Introduction

Gene mutations carry a significant prognostic value and influence the management of MDS and AML. However, until now, data on the impact of the type and functional effects of mutations on outcome, especially in genes lacking a hotspot such as TP53, are limited. TP53 mutation (TP53mut) is an independent predictor of poor outcome in MDS/AML. Majority of TP53mut are missense, few are nonsense, frameshift and splice-site. These occur across the entire coding region, and result in either loss-of-function, gain-of-function (GOF) or exert dominant negative effect on wild-type allele. Until now, there is limited data on the impact of the different types of TP53mut on the outcome in MDS/AML.

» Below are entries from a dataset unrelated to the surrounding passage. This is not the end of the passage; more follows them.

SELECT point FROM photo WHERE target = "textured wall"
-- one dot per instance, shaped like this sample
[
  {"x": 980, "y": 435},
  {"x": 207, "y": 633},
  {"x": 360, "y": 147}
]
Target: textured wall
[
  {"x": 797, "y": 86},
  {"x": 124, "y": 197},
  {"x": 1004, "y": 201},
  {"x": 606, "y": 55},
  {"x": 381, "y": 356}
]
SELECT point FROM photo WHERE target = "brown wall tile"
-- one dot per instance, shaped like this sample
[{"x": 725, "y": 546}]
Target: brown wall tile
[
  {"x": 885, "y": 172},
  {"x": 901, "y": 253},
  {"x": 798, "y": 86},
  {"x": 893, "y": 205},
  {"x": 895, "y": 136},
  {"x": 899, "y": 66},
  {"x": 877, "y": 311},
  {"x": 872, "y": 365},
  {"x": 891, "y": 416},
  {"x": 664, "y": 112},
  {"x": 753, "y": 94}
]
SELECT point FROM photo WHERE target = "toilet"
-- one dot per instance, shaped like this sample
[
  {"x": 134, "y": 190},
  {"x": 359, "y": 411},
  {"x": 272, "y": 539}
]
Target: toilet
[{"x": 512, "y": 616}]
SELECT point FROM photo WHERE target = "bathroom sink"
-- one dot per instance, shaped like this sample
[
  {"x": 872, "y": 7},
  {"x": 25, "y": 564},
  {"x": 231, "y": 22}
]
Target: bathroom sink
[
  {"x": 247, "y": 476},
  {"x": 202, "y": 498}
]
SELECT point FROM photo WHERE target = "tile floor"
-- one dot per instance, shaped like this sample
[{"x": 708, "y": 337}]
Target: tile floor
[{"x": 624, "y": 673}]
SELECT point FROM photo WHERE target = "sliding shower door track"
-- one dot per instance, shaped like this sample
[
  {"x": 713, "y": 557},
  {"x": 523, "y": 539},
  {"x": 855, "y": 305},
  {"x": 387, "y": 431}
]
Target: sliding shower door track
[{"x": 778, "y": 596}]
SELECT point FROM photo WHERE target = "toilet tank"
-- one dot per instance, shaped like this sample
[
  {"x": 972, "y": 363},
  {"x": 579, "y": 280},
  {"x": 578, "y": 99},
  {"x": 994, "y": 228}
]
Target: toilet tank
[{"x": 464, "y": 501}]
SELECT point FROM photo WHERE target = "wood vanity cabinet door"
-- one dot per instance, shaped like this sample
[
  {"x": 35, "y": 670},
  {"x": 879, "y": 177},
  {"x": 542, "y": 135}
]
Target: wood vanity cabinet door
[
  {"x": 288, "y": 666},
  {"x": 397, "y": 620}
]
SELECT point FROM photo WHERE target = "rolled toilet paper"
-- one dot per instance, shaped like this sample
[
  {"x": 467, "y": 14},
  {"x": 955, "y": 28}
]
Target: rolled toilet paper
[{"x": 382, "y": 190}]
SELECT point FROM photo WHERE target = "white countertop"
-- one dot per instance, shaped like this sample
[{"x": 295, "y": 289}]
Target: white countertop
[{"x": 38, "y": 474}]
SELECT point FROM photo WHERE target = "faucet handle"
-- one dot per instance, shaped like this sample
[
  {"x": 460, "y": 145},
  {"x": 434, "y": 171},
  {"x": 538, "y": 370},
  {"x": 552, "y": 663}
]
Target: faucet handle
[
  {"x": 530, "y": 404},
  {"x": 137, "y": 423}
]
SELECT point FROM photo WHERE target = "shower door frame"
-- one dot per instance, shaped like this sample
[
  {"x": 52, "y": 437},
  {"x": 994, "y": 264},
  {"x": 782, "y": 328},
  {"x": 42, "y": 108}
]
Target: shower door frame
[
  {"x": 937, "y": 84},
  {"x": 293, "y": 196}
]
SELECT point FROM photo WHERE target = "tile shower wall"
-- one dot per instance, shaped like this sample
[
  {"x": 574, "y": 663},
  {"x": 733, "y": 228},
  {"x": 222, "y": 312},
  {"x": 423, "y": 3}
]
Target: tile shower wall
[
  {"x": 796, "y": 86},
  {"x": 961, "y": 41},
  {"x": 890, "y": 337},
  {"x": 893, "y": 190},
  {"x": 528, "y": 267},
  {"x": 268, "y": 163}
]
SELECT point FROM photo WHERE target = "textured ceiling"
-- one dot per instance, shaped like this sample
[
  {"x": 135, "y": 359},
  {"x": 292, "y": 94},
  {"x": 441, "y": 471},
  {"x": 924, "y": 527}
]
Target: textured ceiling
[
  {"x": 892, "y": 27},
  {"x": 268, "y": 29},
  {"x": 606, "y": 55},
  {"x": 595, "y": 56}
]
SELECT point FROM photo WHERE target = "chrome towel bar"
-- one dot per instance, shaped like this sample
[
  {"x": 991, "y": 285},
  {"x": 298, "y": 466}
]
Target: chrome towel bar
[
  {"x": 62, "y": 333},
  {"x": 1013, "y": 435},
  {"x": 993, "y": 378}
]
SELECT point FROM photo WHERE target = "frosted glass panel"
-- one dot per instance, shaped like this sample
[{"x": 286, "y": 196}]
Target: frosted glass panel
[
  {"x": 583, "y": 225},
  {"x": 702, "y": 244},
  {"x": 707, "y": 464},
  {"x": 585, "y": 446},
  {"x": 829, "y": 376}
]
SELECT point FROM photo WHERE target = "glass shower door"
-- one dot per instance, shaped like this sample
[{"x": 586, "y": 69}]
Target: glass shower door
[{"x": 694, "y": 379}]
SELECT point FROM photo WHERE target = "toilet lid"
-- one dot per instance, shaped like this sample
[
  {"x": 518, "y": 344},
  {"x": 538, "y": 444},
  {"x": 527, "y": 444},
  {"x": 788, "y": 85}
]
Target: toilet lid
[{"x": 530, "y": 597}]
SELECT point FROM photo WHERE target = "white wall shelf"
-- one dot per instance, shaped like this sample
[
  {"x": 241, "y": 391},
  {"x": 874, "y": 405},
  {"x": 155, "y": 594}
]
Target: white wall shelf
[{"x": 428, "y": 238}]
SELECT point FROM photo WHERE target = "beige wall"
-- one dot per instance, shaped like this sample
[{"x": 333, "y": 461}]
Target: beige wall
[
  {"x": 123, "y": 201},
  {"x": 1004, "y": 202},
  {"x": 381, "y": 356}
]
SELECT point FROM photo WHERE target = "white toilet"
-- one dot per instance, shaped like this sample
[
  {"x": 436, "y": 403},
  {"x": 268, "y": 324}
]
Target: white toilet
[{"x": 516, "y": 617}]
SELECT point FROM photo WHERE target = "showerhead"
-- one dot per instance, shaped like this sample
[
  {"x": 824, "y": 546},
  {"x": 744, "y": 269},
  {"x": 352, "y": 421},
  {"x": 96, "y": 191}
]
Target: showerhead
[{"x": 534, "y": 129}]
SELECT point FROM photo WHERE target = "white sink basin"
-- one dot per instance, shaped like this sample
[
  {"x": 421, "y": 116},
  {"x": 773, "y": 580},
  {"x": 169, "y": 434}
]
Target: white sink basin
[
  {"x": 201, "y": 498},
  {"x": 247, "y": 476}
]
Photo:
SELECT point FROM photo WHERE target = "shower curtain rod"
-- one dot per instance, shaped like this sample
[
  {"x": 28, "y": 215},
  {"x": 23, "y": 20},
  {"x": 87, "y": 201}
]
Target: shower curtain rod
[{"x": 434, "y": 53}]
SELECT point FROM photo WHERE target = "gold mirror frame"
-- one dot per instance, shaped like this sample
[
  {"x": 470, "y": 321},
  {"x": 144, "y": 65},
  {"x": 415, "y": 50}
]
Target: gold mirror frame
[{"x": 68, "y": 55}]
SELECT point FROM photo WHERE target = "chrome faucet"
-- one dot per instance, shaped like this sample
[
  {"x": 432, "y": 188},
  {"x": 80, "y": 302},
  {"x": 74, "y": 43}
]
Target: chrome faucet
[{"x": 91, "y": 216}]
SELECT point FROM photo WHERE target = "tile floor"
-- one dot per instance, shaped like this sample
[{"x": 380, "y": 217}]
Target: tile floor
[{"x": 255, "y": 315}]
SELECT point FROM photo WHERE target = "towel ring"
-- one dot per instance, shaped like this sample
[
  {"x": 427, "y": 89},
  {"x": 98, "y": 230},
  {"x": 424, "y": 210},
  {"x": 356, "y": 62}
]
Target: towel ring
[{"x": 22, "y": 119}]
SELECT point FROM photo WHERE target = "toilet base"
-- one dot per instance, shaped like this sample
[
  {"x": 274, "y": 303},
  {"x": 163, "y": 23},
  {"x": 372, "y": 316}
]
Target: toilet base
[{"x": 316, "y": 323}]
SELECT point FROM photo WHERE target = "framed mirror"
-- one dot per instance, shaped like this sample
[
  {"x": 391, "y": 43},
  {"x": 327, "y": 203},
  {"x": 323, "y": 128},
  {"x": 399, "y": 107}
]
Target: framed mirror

There are several quantitative predictors to assess the molecular effect of TP53mut. Evolutional Action (EA) scoring system quantifies the deleterious effect of missense TP53mut based on the location of AA residue involved by the mutation and the effect of the AA change. Within head and neck cancer, this scoring system has identified a subset of mutations that have an adverse outcome. In this study, we assessed the impact of different parameters of TP53mut and the utility of EA score in well-characterized MDS and AML cohorts.

Methods

A total of 593 MDS, 139 CMML and 808 AML patients were selected for analysis. Coding region of TP53 was assessed by NGS for mutations by targeted amplicon-based NGS panel. Gain-of-function (GOF) mutations were defined as R172H, R175H, R270H, G245S, R248W, G248Q or R273H. Overall survival (OS) was calculated from the time of diagnosis to death or last follow-up. Event-free survival (EFS) was calculated from the time from therapy to progression/death. Various parameters of TP53mut, including the number, VAF, location, functional effect were correlated to outcome. In patients with missense TP53mut, EA score was correlated to outcome.

Results

Among a total of 732 MDS/CMML patients, 208 TP53 mutations were identified in 159 (21.7%) patients [99 men; 60 women; median age of 68 years (range, 18-98)]. The median VAF of TP53 mutations was 36.7% (range, 1.0-93.6). These included 164 missense, 21 frameshift, 17 nonsense and 6 splice-site mutations. Majority (n=149, 94%) involved DNA-binding domain (DBD). Twenty-four (15%) patients had a GOF type mutation. The median EA score was 76.7 (range, 16.6-97.7). The median OS was 33 months (12 months in TP53mut, 112 months in TP5wt; p<0.001). The presence of complex karyotype (CK) with TP53mut showed worse OS compared to TP53mut alone (median 22 months vs. 12 months; p=0.010). The presence of deletion 17p did not affect OS in TP53 mutated patients (del17p + TP53mut, 14 months versus TP53mut alone, 12 months; p=0.789). By univariate analysis, the prognostic factors for OS and EFS included the presence and VAF of TP53mut; in addition, EA score was prognostic for EFS (p=0.04). Using statistical approach, a mathematical EA score of >87.4 could predict a significantly worse EFS in MDS/CMML (p=0.01).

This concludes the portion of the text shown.